Eventually, we ended up in the family room of the ICU. About five family members were standing there clutching coffee and speaking in hushed whispers. They quieted more when we appeared. The surgeon said, “We are happy she made it through the night, but she is going to need another operation this morning to keep her alive. I cannot promise anything. Her chances are not good, but we will do the best we can.”

Somehow, the family members did not look surprised, or maybe they were still in a state of shock from the night before and hadn’t yet absorbed this new information.

We moved out of the room, and the surgeon began to assemble the team.
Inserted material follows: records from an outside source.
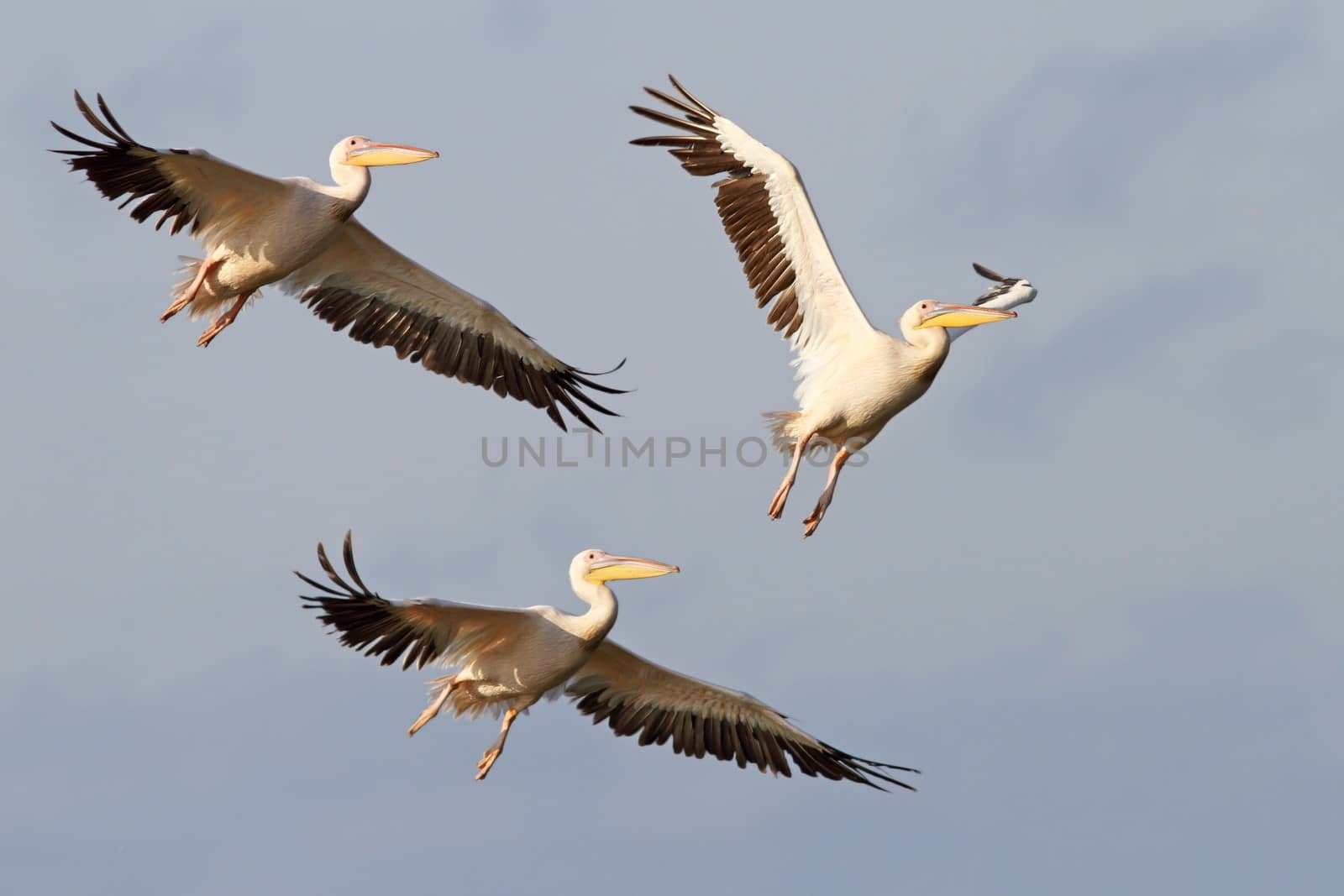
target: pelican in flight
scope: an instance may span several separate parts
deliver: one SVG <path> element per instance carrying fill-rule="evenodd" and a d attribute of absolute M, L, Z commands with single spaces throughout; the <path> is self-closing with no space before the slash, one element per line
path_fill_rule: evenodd
<path fill-rule="evenodd" d="M 320 590 L 304 606 L 321 610 L 319 619 L 340 633 L 348 647 L 402 668 L 429 662 L 457 666 L 430 682 L 430 704 L 411 724 L 414 735 L 448 705 L 454 716 L 473 719 L 503 711 L 499 739 L 481 760 L 476 779 L 489 774 L 504 752 L 509 727 L 520 712 L 542 697 L 567 695 L 593 723 L 606 720 L 617 736 L 640 736 L 640 746 L 672 742 L 687 756 L 737 760 L 746 768 L 792 776 L 789 760 L 805 775 L 853 780 L 884 790 L 874 778 L 914 790 L 882 768 L 915 772 L 859 759 L 802 731 L 755 697 L 683 676 L 621 647 L 606 635 L 616 623 L 616 595 L 609 582 L 649 579 L 680 572 L 656 560 L 613 556 L 597 549 L 579 552 L 570 563 L 570 587 L 587 613 L 574 615 L 555 607 L 480 607 L 448 600 L 391 602 L 378 596 L 355 570 L 351 535 L 344 545 L 347 582 L 319 543 L 317 562 L 335 587 L 301 572 Z M 403 658 L 405 657 L 405 658 Z M 917 774 L 917 772 L 915 772 Z"/>
<path fill-rule="evenodd" d="M 789 160 L 692 97 L 676 78 L 671 81 L 681 99 L 652 87 L 645 91 L 677 114 L 630 109 L 689 133 L 630 142 L 671 148 L 692 175 L 724 175 L 712 184 L 723 228 L 738 250 L 757 305 L 774 301 L 766 322 L 789 340 L 798 368 L 793 394 L 798 410 L 765 415 L 775 446 L 793 455 L 770 501 L 771 519 L 784 513 L 804 453 L 837 446 L 825 490 L 804 521 L 802 536 L 808 537 L 831 505 L 845 461 L 929 390 L 948 357 L 950 330 L 1016 317 L 1009 308 L 1030 302 L 1036 290 L 1024 279 L 1000 277 L 977 265 L 977 271 L 999 282 L 981 301 L 917 302 L 900 316 L 899 337 L 874 328 L 849 293 Z"/>
<path fill-rule="evenodd" d="M 191 308 L 192 317 L 219 309 L 198 345 L 210 345 L 237 320 L 262 286 L 297 294 L 320 318 L 375 347 L 391 345 L 426 369 L 492 388 L 543 408 L 563 430 L 560 408 L 597 429 L 585 407 L 614 414 L 583 388 L 620 394 L 589 373 L 556 360 L 493 305 L 421 267 L 368 232 L 352 216 L 368 195 L 370 168 L 437 159 L 431 149 L 347 137 L 331 152 L 332 180 L 274 180 L 215 159 L 203 149 L 152 149 L 130 137 L 102 95 L 99 118 L 79 93 L 75 105 L 106 142 L 51 126 L 87 149 L 71 156 L 110 200 L 136 203 L 138 222 L 159 215 L 200 240 L 204 258 L 183 259 L 183 278 L 160 321 Z M 620 367 L 620 365 L 617 365 Z M 610 371 L 607 371 L 610 372 Z"/>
She listed them like a batting order: her surgical partner, hematologist, critical care specialist, anesthesiologist, and first assistant. The patient was connected to numerous tubes, hoses and wires, so it was a difficult time moving her to the OR floor. We crammed into the elevator and hoped that nothing bad would happen on the way there.
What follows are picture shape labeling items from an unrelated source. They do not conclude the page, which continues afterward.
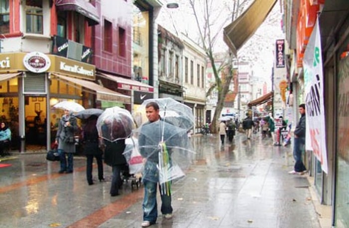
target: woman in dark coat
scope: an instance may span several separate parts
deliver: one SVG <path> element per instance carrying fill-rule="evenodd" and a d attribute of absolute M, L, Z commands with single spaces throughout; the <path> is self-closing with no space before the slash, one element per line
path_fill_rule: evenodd
<path fill-rule="evenodd" d="M 111 166 L 113 170 L 113 178 L 110 186 L 110 195 L 116 196 L 119 195 L 119 189 L 123 184 L 123 181 L 120 176 L 122 170 L 127 169 L 127 162 L 123 154 L 126 145 L 125 144 L 125 132 L 120 123 L 116 122 L 106 123 L 102 126 L 102 133 L 105 137 L 118 139 L 113 142 L 104 140 L 104 162 L 109 166 Z M 111 129 L 110 127 L 112 127 Z"/>
<path fill-rule="evenodd" d="M 83 127 L 84 152 L 87 158 L 86 163 L 86 178 L 89 185 L 93 184 L 92 180 L 92 163 L 96 158 L 98 169 L 98 179 L 101 182 L 103 177 L 103 163 L 102 159 L 103 152 L 98 144 L 98 132 L 96 127 L 97 117 L 92 115 L 86 120 Z"/>
<path fill-rule="evenodd" d="M 58 130 L 56 135 L 55 144 L 58 145 L 58 151 L 60 158 L 59 173 L 73 172 L 73 154 L 75 152 L 75 141 L 74 136 L 78 129 L 76 118 L 69 110 L 64 110 L 64 114 L 58 124 Z M 68 163 L 67 165 L 67 159 Z"/>

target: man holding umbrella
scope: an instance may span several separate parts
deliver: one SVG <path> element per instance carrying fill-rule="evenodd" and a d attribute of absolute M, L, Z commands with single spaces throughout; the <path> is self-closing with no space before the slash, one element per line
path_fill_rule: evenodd
<path fill-rule="evenodd" d="M 159 114 L 160 108 L 156 102 L 152 102 L 146 106 L 146 113 L 148 122 L 144 123 L 141 128 L 141 134 L 139 137 L 139 146 L 140 152 L 144 158 L 144 162 L 145 163 L 144 175 L 152 176 L 159 176 L 159 170 L 157 168 L 157 164 L 159 162 L 158 153 L 154 151 L 147 151 L 145 145 L 149 143 L 145 135 L 146 134 L 142 133 L 142 130 L 144 130 L 145 126 L 148 124 L 155 123 L 158 121 L 162 121 Z M 165 123 L 163 123 L 165 124 Z M 168 128 L 164 127 L 164 130 L 169 130 Z M 142 147 L 143 146 L 143 147 Z M 150 178 L 146 176 L 143 176 L 143 183 L 144 184 L 144 199 L 143 201 L 143 222 L 142 223 L 142 227 L 148 227 L 152 224 L 156 223 L 158 218 L 158 208 L 157 203 L 157 188 L 158 185 L 158 181 L 152 181 Z M 162 192 L 162 186 L 159 185 L 160 192 Z M 161 195 L 161 212 L 167 219 L 172 218 L 173 208 L 171 205 L 171 192 L 168 194 Z"/>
Once in the OR, there was a flurry of activity. Things were going to go quickly again that morning. The critical nature was weighing heavily in the room; everyone there knew that it was a hail Mary.

There is nothing quite like surgeons in a critical case. There is nothing wasted in their movements or words. The team worked like a machine. Every member of that team knew what the other would do before it was done. The wound vacuum and staples were removed; the abdomen was opened again. It seemed as though time stood still. It was only 8 a.m.

“The floods is threat’ning my very life today. Gimme gimme shelter, or I’m gonna fade away,” wailed Mick Jagger.

It sounded like someone had turned up the volume. I could see the surgeon clipping vessels and saving this woman on the table as the song seemed to crescendo. I cannot quite describe how magical these moments were. There are sometimes indescribable moments in the OR that don’t seem quite real: a suspended disbelief when miracles seem to appear out of the air. With the general feeling of the room, I thought for a second, “There is no way that she isn’t going to make it off the table.”

The room collectively sighed as the surgeons began to navigate the patient back from the brink. The bleeding was controlled, and everything was working perfectly.

Before I knew it, the case was over. The bubble of magic had burst, and the patient had survived another hour. As we all began to strip off our masks and gowns, someone pointed out that it was an all-female team. I tried to hold back the feeling that this could have been the reason that everything went so well. There were leaders, but it was a group effort rather than a single person who saved this patient’s life.

After the surgery, we continued to make rounds but kept wandering back to this patient’s room to talk to her family and evaluate her current status. By the afternoon, she continued to stabilize. She was not awake or out of danger, but her lab values and vital signs were normalizing. That was my last day on the rotation: I finally went home.

I woke up the following Monday and started the first day of my pediatrics rotation. I kept thinking about that patient, though, and I was worried. “How was she doing?” I wondered, but I was afraid to ask. I was afraid to hear that she had passed. I thought of texting the surgeon, but I did not want to bother her after an arduous weekend.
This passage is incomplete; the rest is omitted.